People need to toughen up in the dating world. There's no need to be a heartless bitch but ignoring a few messages won't send you to hell.

Do what I do to nickyj and just pretend you've got no credit. =D

If you think people need to toughen up in the dating world then how is ignoring someone acceptable? Just curious. To me that would be more of the weaker approach. I guess i tend to be more straight up with people form the word go. I treat those how i like to be treated.

I don't tend to let guys get the idea they have a chance with me if i am not interested anyways so maybe its all about how the situation is handled from the beginning that should be looked at.
 
I think sometimes people can take pleasure in making people feel like shit about themselves.

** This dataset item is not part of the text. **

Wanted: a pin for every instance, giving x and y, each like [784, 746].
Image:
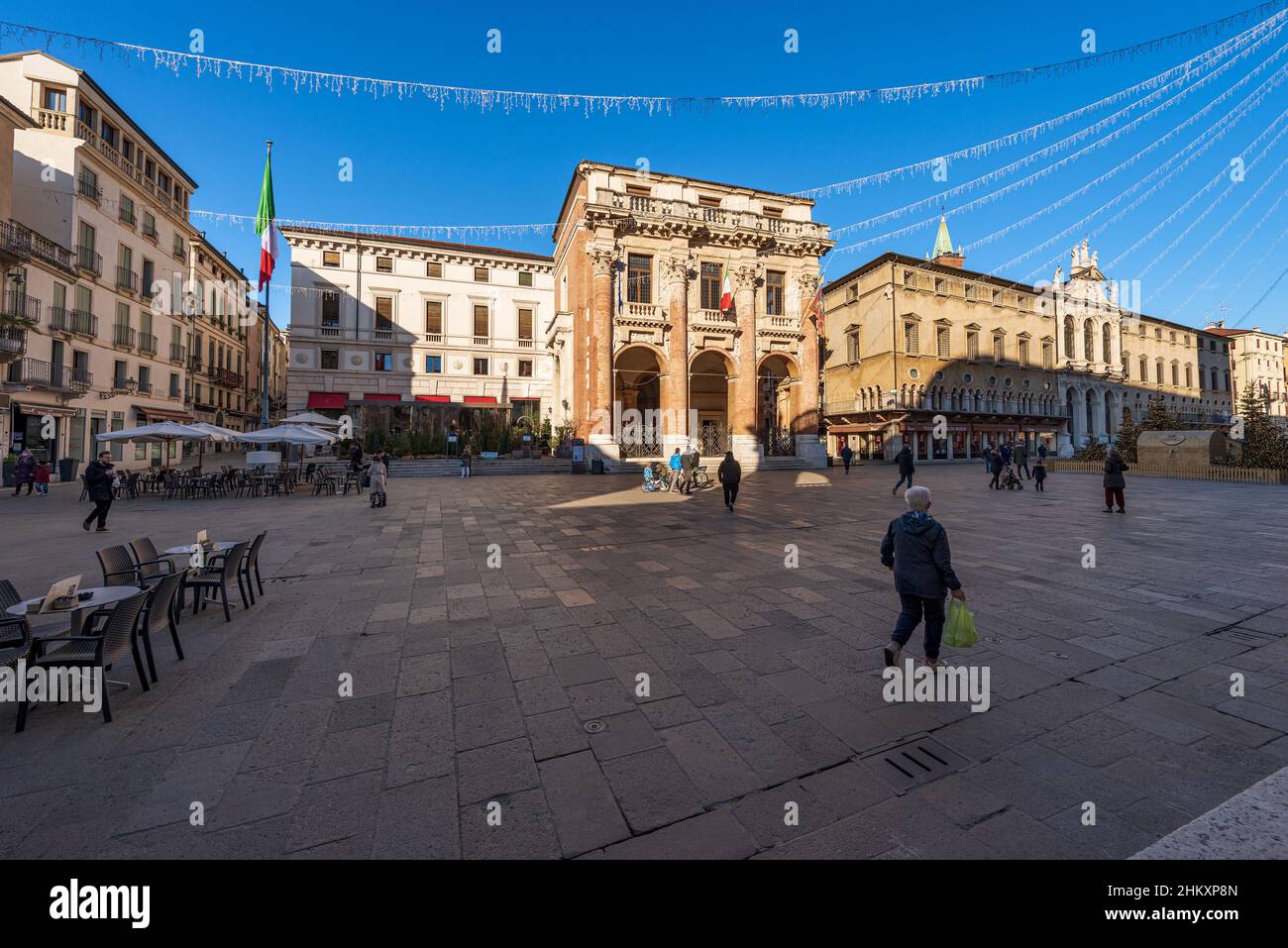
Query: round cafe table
[98, 597]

Sad but true.

"OOOh he likes me what a joke! Look everyone I have an admirer! Ill just cut him down to size and lets all laugh at him and not give a shit about what hurt my actions cause! oh la de fucking da"

Ignoring= gutless.
 
I can see both sides.

It's worth 'talking it out' if you've actually got a reason too; such as you can tell the person desperately needs a response, or you both have traits you like about each other and think you could make good friends.

However sometimes it's better to ignore one or two text messages or a phone call, if you just want to pass on the message that you're not interested. In this instance, there's nothing to talk about - and conveniently, someone saves their pride, and you save yourself the awkwardness of it all.

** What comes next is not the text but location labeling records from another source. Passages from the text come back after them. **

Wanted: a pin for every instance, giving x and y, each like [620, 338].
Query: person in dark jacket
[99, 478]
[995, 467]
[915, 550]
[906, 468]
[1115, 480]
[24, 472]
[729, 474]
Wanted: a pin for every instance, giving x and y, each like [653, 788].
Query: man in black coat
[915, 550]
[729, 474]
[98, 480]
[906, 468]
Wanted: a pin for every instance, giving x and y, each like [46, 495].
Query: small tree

It works out better if you bump into them again this way too. It's much easier to create the impression that nothing happened. Because nothing did happen.

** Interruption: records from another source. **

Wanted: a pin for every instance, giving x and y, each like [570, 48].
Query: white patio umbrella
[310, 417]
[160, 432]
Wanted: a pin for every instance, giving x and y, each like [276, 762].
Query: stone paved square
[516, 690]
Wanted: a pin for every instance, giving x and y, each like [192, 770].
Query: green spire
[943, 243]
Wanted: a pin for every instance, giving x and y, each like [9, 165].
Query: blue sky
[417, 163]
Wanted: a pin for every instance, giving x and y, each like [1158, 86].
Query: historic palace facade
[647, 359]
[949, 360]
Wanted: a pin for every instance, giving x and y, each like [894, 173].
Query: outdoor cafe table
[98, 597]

Everyone has a good night :D.
 
^^ Yeah right 8(

In my experience it only serves to create tension when you ignore an admirer who you're likely to see again. If you reply, they no for certain that you're not interested, which is a lot less embarassing than having a drunk somebody march up under the impression the you just missed their call or they mis-typed the number and glue themselves to you for the rest of the night, OR blast you for not calling back (very embarassing when in front of people), OR make intimate attempts in front of somebody you're already there with.

I guess it just comes down to your personality and how comfortable you are with leaving people wondering, possibly hurt/offended by your silence..
 
So if its ok to ignore someone who asks you a direct question- like "would you care to have a drink with me sometime"- UAN and anyone else who feels the same way, why should anyone pay attention to you when the shoe is on the other foot?

Do you like to be ignored?

Somehow I really doubt it. :p
 
Whoa... let's not get too far ahead of ourselves.

We're not assuming the guy who sent us the message is going to be up all night because we didn't respond - we're assuming he sent it rather casually, comfortable and prepared for any outcome.
 
No, that's what you're assuming DG... :) There are far to many variables, unless you all come up with one single hypothetical situation to discuss your opinions.

You're assuming that the person sent it casually, comfortable and prepared for any outcome and that in that situation, it's ok to ignore the contact. Zephyr's point of view is pretty solid, in that she doesn't think it's right to ignore someones request, full-stop.

Personally, i don't like being ignored, and i don't ignore. :) (not with regards to dating, but in any friendship situation)
 
samadhi said:
You're assuming that the person sent it casually, comfortable and prepared for any outcome and that in that situation, it's ok to ignore the contact. Zephyr's point of view is pretty solid, in that she doesn't think it's right to ignore someones request, full-stop.

Well don't you think any feelings he has beyond that are his own responsibility?

Yay / nay?

Regardless, as I said in one of my previous posts, if I were to notice an obvious distress, I'd talk to him.
 
This is hypothetically a guy to whom you made available your personal phone # ?
 
^ Exactly.

You've given a guy your phone number, and then when he calls, you ignore him?

Doesn't make a whole lotta sense to me.